How have all the factors above been brought together to estimate a fair value?

  • The assumed bearish price target for Edgewell Personal Care is $21.0, which represents the lowest price target estimate amongst analysts. This valuation is based on what can be assumed as the expectations of Edgewell Personal Care's future earnings growth, profit margins and other risk factors from analysts on the more bearish end of the spectrum.
  • However, there is a degree of disagreement amongst analysts, with the most bullish reporting a price target of $32.0, and the most bearish reporting a price target of just $21.0.
  • In order for you to agree with the bearish analysts, you'd need to believe that by 2028, revenues will be $2.3 billion, earnings will come to $233.9 million, and it would be trading on a PE ratio of 4.6x, assuming you use a discount rate of 10.8%.
  • Given the current share price of $22.03, the bearish analyst price target of $21.0 is 4.9% lower. The relatively low difference between the current share price and the analyst bearish price target indicates that they believe on average, the company is fairly priced.
  • We always encourage you to reach your own conclusions though. So sense check these analyst numbers against your own assumptions and expectations based on your understanding of the business and what you believe is probable.

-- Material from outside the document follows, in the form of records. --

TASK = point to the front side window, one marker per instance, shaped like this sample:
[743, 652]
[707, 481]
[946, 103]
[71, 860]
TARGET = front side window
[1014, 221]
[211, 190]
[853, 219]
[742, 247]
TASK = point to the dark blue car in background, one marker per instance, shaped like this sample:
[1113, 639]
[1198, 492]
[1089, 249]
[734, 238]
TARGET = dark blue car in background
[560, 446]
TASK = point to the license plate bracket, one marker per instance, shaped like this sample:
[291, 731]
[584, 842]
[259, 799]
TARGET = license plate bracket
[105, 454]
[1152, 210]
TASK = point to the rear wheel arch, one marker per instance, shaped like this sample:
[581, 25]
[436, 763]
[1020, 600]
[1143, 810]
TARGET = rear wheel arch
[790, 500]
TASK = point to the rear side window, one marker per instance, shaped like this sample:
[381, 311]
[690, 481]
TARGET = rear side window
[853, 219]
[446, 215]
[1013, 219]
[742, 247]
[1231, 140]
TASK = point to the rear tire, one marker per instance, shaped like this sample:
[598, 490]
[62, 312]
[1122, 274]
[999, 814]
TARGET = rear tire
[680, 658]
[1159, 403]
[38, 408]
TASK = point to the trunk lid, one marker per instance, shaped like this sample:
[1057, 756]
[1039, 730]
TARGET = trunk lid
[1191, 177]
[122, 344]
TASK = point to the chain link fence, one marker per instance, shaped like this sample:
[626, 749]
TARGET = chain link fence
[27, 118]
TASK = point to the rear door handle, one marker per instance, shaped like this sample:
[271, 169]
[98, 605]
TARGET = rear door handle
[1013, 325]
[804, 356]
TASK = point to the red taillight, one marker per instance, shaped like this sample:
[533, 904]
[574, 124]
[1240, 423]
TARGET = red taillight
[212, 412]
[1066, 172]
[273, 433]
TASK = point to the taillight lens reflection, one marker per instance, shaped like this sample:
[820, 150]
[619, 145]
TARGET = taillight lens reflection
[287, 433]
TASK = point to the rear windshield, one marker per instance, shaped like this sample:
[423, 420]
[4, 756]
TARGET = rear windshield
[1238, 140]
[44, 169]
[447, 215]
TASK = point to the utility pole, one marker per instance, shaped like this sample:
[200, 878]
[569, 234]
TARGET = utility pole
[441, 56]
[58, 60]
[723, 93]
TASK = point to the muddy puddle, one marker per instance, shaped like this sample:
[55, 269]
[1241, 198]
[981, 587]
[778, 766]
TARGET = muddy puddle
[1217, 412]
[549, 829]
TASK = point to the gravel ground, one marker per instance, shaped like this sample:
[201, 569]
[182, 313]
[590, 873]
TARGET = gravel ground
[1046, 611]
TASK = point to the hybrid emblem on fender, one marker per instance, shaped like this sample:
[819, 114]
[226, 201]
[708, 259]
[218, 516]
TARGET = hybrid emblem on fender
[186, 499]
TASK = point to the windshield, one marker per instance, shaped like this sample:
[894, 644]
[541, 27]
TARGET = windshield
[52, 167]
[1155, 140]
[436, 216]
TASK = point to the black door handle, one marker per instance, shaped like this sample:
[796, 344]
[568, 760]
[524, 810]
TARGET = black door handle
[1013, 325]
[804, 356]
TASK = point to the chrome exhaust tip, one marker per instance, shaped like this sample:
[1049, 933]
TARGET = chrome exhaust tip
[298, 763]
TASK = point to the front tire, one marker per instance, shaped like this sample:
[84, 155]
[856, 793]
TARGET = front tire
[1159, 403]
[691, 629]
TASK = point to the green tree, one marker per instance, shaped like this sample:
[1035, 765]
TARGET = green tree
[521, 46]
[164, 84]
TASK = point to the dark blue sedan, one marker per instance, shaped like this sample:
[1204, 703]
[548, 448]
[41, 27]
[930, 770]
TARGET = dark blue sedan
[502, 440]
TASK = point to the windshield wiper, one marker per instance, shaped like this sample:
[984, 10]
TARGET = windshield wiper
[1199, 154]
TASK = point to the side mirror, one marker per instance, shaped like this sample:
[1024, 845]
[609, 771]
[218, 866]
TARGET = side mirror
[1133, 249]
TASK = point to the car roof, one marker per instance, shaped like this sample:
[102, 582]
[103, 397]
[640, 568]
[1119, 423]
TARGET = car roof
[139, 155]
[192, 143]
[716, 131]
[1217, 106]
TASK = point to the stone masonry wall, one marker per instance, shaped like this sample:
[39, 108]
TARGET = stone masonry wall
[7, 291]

How well do narratives help inform your perspective?

Disclaimer

AnalystLowTarget is a tool utilizing a Large Language Model (LLM) that ingests data on consensus price targets, forecasted revenue and earnings figures, as well as the transcripts of earnings calls to produce qualitative analysis. The narratives produced by AnalystLowTarget are general in nature and are based solely on analyst data and publicly-available material published by the respective companies. These scenarios are not indicative of the company's future performance and are exploratory in nature. Simply Wall St has no position in the company(s) mentioned. Simply Wall St may provide the securities issuer or related entities with website advertising services for a fee, on an arm's length basis. These relationships have no impact on the way we conduct our business, the content we host, or how our content is served to users. The price targets and estimates used are consensus data, and do not constitute a recommendation to buy or sell any stock, and they do not take account of your objectives, or your financial situation. Note that AnalystLowTarget's analysis may not factor in the latest price-sensitive company announcements or qualitative material.